Du J.,Xian Jiaotong University |
Li R.,Affiliated Hospital of Xian Medical University |
Xu L.,Xian Jiaotong University |
Ma R.,Xian Jiaotong University |
And 4 more authors.
Current Eye Research | Year: 2016
Purpose: To compare serum levels of chemerin in type 2 diabetes mellitus (T2DM) with or without retinopathy, and to investigate the relationship between serum chemerin levels and diabetes retinopathy.Materials and methods: A total of 60 T2DM patients and 20 healthy subjects (control group) were enrolled in this study. Of the T2DM patients, 15 had proliferative diabetic retinopathy (PDR group), 20 had non-proliferative retinopathy (NPDR group) and 25 had no retinopathy (T2DM group). Their serum samples were collected for testing the levels of chemerin, vascular endothelial growth factor (VEGF), C-reactive protein (CRP) and so on. The values were analyzed to compare the differences among the groups. Simple linear regression analysis and multiple stepwise linear regression analysis were used to determine the correlations between variables and chemerin. Trend chi-square was used to determine the correlations between chemerin and the severity of diabetic retinopathy (DR).Results: Chemerin levels in group PDR, NPDR and no DR were 147.56 ± 35.98 g/l, 128.09 ± 16.33 g/l and 113.19 ± 19.89 g/l, with the significant difference across the three groups (p < 0.05). But there was no difference between control group (109.55 ± 20.98 g/l) and T2DM group.
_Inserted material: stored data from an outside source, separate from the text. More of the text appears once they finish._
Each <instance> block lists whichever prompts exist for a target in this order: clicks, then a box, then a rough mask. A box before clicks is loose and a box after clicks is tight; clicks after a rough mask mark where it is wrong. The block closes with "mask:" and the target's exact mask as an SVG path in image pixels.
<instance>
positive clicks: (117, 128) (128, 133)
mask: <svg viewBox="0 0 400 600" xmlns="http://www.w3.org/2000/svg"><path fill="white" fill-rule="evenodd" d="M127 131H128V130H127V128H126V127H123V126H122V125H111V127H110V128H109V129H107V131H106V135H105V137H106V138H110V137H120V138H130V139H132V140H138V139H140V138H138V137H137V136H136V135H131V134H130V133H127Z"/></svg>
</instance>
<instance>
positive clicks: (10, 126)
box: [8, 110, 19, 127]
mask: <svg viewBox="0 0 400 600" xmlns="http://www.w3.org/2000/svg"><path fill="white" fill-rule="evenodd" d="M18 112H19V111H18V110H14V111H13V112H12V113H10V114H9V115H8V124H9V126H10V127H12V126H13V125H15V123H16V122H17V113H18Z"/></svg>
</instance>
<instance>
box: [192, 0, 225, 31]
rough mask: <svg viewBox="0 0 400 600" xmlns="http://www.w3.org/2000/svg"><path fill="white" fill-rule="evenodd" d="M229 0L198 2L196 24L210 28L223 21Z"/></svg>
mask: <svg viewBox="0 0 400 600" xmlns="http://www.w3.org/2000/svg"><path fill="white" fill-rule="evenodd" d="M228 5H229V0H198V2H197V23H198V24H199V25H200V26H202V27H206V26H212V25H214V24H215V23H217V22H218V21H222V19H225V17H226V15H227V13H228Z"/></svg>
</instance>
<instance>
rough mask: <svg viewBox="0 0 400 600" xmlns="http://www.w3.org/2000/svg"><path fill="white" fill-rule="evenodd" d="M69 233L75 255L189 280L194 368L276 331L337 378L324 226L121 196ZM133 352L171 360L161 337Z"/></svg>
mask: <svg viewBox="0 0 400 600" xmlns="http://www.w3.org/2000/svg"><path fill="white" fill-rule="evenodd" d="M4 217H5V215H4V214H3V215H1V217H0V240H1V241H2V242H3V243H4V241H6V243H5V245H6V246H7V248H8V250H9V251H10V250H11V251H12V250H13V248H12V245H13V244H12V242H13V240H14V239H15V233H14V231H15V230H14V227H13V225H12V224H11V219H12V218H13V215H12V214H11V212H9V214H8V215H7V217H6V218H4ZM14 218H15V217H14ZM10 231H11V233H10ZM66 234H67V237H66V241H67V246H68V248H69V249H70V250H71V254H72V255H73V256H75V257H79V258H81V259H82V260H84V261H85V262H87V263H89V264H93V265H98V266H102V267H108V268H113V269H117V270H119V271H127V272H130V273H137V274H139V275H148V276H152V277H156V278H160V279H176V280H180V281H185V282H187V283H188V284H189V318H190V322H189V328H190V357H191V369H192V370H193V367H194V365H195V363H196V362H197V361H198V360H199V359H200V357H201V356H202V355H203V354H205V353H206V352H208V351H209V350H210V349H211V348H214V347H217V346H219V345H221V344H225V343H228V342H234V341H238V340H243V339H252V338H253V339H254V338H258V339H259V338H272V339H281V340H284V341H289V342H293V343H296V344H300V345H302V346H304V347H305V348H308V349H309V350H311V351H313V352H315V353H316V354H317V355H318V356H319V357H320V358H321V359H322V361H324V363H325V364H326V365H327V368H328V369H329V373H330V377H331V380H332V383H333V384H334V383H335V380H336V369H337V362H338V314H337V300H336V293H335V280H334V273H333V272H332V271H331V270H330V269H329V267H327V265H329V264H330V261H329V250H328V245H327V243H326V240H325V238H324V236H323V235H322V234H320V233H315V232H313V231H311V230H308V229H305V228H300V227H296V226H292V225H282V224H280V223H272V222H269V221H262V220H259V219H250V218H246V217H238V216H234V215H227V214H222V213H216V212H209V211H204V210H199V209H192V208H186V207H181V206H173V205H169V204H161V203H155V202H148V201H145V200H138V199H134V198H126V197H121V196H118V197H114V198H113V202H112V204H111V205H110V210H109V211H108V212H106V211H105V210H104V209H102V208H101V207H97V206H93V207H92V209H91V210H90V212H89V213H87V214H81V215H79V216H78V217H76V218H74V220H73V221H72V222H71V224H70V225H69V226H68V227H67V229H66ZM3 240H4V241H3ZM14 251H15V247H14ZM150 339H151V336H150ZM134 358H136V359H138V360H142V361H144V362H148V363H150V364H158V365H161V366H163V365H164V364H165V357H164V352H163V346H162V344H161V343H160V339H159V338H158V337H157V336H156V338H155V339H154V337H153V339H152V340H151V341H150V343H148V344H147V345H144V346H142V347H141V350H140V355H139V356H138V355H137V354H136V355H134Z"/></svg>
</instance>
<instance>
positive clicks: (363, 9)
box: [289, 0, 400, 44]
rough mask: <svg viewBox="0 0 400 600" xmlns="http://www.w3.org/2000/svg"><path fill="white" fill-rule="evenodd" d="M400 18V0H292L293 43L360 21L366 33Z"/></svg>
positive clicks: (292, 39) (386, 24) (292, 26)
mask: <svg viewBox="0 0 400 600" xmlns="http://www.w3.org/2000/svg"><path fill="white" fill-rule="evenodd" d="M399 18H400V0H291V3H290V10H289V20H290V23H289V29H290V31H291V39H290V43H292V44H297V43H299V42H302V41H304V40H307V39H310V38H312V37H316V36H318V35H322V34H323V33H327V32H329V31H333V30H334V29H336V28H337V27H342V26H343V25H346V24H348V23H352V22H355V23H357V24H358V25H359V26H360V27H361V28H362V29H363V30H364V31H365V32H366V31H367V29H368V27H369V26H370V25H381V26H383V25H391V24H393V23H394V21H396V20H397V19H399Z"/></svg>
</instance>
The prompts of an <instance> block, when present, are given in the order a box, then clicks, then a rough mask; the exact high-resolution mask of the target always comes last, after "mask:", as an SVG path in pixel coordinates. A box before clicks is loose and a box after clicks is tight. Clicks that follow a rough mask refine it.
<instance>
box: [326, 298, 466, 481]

Simple linear regression show that serum chemerin was correlated with duration of diabetes, body mass index (BMI), serum triglycerides, total-cholesterol, CRP and VEGF, and not correlated with age, systolic and diastolic blood pressure in T2DM patients. Stepwise regression analysis showed that BMI, CRP and VEGF were significantly associated with serum chemerin (p = 0.006, p = 0.011 and p = 0.036, respectively). In addition, the more severity of DR as the chemerin levels increased (χ2 = 16.07, p < 0.001).Conclusions: Serum levels of chemerin were significantly increased in the NPDR and PDR group. Elevated serum level of chemerin and its positive correlation with BMI, CRP and VEGF suggested that chemerin was associated with obesity, inflammation and neovascularization and might be involved in the development of DR. © 2016 Taylor & Francis Group, LLC.